Sequential Population Analysis (SPA) is a common model used to estimate the size of fish stocks in Canada and many other countries. SPA is a version of cohort analysis in which commercial catches, other sources of mortality, and the results from fisheries surveys are used. These are longitudinal data measured with error. The objective of this research is to improve the data inputs and the modelling method. A common theme involves the use of random effects models.
We will use generalized linear mixed models (GLMM's) with cluster and length-autocorrelated random effects to estimate the relative fishing efficiency of one survey vessel compared to another. Survey catches are used when estimating an SPA, and if there is a change in survey vessels or sampling protocols (e.g. net) then this has to be accounted for in the estimation. Otherwise we may mistake a change in survey catch rates to indicate a change in stock size when the change in catch rates may simply be due to the change in survey protocols. We will also examine the role length-based processes have in an age-structured model like SPA, and make adjustments for such processes. We will also improve estimates of stock maturities using GLMM's in which some random regression parameters are autocorrelated. Maturities are combined with SPA results to estimate spawning stock biomass (SSB) - an important stock quantity. The problem is that maturity data are updated annually for unfinished (e.g. recent) cohorts and this can result in substantial changes in estimates, and substantial retrospective differences in SSB estimates provided by annual stock assessments.
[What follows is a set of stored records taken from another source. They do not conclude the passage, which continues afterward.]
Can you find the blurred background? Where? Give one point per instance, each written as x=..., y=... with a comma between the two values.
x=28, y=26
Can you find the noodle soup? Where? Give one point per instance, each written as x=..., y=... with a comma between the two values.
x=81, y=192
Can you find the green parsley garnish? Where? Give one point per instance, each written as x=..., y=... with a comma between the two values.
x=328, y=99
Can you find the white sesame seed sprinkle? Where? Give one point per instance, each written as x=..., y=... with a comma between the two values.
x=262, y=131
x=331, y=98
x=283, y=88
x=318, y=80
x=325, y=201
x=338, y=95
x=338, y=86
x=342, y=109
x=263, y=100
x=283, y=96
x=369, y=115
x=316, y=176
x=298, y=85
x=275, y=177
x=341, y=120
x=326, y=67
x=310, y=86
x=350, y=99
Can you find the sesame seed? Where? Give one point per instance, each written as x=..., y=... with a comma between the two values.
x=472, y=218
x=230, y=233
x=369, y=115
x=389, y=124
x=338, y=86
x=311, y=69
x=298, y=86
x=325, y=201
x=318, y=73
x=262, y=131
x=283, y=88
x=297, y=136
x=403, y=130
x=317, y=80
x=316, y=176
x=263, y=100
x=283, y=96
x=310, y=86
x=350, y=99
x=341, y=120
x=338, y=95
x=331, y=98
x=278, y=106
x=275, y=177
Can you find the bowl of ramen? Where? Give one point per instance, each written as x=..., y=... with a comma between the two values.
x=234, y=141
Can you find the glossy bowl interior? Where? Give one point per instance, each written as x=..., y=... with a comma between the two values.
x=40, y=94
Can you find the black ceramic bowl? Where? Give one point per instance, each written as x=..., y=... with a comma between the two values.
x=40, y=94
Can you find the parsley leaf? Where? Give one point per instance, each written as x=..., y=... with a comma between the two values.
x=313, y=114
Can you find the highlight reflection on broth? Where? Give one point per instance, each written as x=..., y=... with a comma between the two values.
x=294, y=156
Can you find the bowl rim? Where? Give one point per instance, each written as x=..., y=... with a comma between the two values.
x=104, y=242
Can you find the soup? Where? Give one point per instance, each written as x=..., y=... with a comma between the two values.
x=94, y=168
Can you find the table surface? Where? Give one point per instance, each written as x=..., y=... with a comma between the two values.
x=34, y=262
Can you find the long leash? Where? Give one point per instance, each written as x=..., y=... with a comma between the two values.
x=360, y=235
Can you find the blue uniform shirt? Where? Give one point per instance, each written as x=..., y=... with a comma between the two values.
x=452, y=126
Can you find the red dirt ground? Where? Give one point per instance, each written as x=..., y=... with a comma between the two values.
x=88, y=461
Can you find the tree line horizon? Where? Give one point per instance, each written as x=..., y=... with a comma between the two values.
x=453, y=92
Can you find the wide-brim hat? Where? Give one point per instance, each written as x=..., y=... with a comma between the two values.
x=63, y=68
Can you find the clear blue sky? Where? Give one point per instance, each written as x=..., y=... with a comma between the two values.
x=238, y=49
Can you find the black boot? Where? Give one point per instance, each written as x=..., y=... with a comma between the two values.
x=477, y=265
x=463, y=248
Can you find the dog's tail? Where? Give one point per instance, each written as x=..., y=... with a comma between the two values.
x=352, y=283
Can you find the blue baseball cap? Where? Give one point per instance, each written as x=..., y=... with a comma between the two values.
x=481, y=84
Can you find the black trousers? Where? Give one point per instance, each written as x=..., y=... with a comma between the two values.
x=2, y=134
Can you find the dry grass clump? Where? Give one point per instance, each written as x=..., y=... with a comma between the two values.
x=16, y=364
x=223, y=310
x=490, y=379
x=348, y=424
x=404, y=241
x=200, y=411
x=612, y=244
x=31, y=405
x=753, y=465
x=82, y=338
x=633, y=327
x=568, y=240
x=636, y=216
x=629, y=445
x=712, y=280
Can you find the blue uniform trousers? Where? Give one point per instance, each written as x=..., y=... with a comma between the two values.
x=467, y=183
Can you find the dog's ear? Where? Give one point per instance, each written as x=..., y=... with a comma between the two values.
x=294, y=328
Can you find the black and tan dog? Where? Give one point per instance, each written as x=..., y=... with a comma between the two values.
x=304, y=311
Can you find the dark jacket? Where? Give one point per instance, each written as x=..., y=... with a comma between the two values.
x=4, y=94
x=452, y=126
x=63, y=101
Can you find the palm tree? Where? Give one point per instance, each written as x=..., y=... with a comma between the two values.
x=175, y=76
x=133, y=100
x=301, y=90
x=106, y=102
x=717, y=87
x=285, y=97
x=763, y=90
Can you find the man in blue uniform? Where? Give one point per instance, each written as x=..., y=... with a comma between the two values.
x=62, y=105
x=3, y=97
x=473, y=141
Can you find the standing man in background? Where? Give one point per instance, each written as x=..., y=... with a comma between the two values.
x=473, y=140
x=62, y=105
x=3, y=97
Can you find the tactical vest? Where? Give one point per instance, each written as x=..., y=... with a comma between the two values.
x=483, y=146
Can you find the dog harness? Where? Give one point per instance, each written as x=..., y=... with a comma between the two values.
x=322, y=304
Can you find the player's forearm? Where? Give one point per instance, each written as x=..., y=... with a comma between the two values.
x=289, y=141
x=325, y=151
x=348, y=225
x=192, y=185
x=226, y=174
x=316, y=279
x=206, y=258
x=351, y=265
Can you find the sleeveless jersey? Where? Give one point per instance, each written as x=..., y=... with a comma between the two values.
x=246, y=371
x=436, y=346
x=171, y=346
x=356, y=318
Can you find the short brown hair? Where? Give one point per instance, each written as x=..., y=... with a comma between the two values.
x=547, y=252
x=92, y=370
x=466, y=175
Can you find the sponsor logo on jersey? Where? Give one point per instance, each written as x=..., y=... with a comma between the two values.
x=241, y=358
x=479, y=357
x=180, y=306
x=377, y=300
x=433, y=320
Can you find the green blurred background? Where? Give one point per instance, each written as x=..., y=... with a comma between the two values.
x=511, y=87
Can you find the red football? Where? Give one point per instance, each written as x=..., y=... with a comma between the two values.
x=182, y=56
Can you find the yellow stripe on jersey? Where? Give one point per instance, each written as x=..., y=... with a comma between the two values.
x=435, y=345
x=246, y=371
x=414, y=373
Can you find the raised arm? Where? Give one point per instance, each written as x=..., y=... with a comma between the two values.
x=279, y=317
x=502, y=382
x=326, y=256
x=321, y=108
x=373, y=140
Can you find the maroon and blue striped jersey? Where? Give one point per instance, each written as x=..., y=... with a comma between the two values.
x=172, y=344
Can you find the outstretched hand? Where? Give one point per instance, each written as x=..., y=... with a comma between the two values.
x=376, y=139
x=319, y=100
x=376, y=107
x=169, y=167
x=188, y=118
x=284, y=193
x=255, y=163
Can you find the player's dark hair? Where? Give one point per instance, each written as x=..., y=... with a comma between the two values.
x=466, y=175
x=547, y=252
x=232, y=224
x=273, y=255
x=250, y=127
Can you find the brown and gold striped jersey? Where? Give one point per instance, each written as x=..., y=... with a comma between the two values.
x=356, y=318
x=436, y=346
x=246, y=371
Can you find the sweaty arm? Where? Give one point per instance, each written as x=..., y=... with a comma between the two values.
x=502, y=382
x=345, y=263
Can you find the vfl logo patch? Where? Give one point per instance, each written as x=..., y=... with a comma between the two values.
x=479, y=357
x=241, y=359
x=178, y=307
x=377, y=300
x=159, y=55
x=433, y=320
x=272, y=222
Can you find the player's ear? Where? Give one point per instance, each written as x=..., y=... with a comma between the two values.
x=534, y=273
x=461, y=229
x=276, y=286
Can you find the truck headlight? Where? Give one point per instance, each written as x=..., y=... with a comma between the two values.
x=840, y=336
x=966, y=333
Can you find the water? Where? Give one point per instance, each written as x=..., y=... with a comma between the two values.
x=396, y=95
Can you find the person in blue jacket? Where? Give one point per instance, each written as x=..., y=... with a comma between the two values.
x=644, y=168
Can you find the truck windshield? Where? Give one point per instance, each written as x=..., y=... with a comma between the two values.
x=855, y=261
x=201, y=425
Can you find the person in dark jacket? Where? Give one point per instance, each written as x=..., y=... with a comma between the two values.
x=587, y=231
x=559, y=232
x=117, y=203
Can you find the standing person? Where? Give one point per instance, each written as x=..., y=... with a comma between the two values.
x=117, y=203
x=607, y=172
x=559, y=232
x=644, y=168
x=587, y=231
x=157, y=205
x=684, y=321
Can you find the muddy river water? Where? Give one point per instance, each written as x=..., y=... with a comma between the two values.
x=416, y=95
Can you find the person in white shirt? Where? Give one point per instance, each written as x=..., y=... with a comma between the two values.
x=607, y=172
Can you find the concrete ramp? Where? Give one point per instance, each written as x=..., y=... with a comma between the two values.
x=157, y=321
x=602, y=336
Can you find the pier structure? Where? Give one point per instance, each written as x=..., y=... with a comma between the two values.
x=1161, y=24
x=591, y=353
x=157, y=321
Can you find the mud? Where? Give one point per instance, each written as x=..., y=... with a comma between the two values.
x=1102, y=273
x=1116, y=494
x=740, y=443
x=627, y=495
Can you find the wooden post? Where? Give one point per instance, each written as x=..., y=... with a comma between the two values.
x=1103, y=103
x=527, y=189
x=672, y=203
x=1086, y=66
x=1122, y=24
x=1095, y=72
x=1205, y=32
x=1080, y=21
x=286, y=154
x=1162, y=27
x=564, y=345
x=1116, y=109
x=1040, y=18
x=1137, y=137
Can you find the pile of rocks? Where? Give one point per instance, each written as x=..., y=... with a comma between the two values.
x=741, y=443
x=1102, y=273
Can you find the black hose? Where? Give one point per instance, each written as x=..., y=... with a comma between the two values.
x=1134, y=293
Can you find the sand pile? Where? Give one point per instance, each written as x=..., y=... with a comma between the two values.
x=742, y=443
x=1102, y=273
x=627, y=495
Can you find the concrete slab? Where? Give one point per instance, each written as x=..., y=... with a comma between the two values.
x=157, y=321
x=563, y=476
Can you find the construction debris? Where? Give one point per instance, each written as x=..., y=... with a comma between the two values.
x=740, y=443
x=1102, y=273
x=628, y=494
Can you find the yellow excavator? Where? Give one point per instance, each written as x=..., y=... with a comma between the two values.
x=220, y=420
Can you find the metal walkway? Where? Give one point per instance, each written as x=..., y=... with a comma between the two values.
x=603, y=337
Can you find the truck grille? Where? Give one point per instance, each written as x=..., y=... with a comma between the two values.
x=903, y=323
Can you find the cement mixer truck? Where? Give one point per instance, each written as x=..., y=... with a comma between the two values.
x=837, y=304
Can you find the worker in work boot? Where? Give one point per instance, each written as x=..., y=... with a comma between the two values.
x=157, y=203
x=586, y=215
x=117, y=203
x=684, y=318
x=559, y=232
Tagging data can also be used to refine and improve SPA estimates. A difficult problem when analyzing tag-returns from length-selective fisheries is accounting for fish growth between the time of release and capture. Recently, random-effects models have been used for this purpose, and we wish to adapt these approaches for an extensive data set involving cod tagged off the coast of Newfoundland since 1997.
The final area of research involves developing diagnostics to detect when SPA may be in serious error. Highly parameterized SPA's can mask serious violations in model assumptions, and this can create large biases in stock estimates. We will investigate methods that indicate when an SPA is seriously misspecified, and what the source of the misspecification is.